Law schools also need to do more to heed the legal profession’s calls for more skills training and experiential learning, the task force says.
And state supreme courts, bar associations and lawyer regulatory authorities should devise new ways of licensing limited providers of legal services and authorizing bar admission for “people whose preparation is not in the traditional three-year classroom mold.”
Those are some of the highlights of the conclusions contained in what the task force calls a “working paper” (PDF) of its deliberations to date that was posted Thursday on its website in advance of next Saturday’s public hearing during the ABA Annual Meeting in San Francisco.
The 34-page document carries a disclaimer at the top saying it is neither a final draft nor a reflection of official ABA policy. It says the working paper should be viewed instead as a “field manual for people of good faith who wish to improve legal education as a public and private good.”
The working paper identifies nine themes that it says should serve as a common framework and a shared set of goals for the project, including the currently flawed system for financing a law-related education, the need for greater heterogeneity in the law school curriculum and a new emphasis on the value of a legal education. It also says there should be greater innovation in law school educational programs, changes in faculty culture and work roles, and a clear recognition that law schools exist to teach people how to provide legal services.
The task force recommends that the ABA undertake a fuller examination of law school financing and pricing issues than it has been able to do. It also recommends that the ABA Section of Legal Education and Admissions to the Bar revise accreditation standards that increase the costs but not necessarily the quality of a legal education. And it says state supreme courts and lawyer regulatory authorities should look for ways to reduce the educational requirements for admission and authorize people without JDs to provide limited legal services.
Task force chair Randall T. Shepard, retired chief justice of the Indiana Supreme Court, said Thursday he expects that some of the task force’s recommendations will be widely applauded while others are just as widely condemned.

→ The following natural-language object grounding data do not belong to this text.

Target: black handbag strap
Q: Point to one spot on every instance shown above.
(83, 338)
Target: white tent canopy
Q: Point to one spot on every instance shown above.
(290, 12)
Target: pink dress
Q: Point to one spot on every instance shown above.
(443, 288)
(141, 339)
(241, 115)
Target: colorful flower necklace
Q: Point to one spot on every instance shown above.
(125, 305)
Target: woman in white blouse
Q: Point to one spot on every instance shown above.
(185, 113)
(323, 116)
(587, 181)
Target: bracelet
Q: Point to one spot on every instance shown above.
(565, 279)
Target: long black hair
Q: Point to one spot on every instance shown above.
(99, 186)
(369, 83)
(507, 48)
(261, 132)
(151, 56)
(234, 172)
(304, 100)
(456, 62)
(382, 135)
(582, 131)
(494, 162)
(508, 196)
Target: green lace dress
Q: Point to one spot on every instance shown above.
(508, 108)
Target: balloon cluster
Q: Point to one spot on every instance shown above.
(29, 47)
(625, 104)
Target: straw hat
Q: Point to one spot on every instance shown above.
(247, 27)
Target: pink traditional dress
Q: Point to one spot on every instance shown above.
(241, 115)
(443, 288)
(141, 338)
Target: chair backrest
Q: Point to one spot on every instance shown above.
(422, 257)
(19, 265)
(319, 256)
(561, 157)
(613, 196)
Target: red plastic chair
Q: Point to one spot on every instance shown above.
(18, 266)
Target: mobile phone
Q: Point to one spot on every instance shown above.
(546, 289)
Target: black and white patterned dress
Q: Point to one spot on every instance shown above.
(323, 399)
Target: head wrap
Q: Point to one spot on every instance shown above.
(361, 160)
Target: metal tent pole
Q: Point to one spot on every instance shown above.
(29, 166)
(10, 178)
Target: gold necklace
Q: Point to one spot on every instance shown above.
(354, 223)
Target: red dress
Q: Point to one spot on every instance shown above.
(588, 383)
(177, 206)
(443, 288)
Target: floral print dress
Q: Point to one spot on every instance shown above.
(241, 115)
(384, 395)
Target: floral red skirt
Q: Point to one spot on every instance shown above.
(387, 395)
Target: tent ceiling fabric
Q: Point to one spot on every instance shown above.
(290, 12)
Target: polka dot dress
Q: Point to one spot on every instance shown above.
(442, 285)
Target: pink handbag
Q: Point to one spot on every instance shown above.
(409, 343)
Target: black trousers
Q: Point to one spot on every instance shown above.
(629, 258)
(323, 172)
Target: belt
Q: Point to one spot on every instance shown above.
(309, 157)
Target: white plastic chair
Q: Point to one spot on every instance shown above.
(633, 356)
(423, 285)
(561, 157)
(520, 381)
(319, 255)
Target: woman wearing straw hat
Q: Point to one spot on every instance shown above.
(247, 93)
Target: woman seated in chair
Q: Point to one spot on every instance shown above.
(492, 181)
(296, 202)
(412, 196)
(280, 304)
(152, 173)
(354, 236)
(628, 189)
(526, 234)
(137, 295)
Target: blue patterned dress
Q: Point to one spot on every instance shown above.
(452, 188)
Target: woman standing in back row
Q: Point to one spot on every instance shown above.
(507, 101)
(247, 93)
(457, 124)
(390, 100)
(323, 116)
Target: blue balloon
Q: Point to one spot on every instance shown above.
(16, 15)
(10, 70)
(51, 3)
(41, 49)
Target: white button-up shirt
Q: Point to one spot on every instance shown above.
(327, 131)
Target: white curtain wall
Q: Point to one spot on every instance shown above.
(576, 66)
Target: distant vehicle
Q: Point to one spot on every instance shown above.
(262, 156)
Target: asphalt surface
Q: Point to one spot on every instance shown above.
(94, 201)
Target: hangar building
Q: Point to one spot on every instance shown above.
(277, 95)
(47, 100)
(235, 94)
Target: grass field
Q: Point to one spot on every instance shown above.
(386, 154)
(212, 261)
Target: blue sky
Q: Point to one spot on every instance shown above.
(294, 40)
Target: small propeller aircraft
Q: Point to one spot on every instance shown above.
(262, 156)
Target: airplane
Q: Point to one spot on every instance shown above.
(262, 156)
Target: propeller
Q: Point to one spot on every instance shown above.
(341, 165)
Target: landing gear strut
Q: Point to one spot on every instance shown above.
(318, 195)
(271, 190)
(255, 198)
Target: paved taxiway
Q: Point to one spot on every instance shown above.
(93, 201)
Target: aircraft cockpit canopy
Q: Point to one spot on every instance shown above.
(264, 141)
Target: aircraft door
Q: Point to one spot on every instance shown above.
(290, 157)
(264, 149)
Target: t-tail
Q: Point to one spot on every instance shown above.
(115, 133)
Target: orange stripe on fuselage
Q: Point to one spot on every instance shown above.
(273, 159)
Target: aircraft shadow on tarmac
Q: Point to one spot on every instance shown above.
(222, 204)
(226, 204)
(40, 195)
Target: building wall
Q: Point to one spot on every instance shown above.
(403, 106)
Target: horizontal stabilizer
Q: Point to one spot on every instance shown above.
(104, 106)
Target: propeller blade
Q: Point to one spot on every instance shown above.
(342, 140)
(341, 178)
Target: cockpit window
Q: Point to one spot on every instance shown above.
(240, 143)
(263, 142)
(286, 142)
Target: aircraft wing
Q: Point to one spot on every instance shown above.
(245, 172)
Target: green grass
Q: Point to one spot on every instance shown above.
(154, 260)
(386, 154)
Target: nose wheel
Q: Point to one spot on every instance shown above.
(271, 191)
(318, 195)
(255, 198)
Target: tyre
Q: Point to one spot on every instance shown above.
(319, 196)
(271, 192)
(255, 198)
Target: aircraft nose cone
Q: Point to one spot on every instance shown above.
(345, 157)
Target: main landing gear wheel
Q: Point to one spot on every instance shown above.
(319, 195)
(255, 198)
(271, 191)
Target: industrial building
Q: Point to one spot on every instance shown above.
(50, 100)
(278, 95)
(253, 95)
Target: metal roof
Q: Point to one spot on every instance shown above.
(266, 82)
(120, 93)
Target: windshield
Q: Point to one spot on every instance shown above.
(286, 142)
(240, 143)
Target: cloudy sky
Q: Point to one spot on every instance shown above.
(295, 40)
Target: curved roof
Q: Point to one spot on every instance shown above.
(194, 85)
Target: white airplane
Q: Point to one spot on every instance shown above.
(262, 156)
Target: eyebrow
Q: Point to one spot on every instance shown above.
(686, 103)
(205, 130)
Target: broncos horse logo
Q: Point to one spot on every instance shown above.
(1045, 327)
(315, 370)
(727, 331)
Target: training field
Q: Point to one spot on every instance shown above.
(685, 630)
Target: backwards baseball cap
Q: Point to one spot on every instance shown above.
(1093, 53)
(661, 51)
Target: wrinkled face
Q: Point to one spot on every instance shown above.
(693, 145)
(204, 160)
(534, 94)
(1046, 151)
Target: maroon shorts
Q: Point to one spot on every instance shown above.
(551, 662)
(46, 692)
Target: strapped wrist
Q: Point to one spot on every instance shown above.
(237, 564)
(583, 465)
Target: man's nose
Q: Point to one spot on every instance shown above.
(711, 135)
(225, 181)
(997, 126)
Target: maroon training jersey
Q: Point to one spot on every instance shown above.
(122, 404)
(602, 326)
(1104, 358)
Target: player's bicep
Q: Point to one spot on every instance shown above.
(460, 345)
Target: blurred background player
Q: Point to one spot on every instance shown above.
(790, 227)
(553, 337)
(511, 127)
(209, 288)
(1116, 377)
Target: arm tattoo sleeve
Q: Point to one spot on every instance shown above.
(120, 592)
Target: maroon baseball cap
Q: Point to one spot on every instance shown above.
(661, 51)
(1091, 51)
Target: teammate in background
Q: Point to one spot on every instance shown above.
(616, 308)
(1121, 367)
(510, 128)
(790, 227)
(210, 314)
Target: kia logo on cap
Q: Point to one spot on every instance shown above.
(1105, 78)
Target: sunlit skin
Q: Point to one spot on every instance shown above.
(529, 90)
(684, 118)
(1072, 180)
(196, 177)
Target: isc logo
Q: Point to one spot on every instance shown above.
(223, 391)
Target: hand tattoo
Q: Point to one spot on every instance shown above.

But he’s not prepared to say at this point which recommendations he thinks will fall into which category.
Shepard said the task force, which was created at last year’s annual meeting, still hopes to issue its final report and recommendations by Nov. 20, the filing deadline for items to be placed on the agenda of the House of Delegates for consideration at the ABA’s Midyear Meeting next February in Chicago.
“That’s our target,” he said.
Kyle McEntee, co-founder of Law School Transparency, called the working paper “a significant piece of thought leadership.”
“It’s full of great recommendations,” he said. “Overall, the task force has done a great job of illustrating the problem and explaining the philosophical tensions at play between the private good and the public good.”
The big question now, he said, is whether stakeholders can execute the task force’s vision of the future.
Barry Currier, the ABA’s managing director of accreditation and legal education, declined to comment on the working paper, saying to do so now would be premature. “The council looks forward to considering the task force’s report when it is finalized,” he said.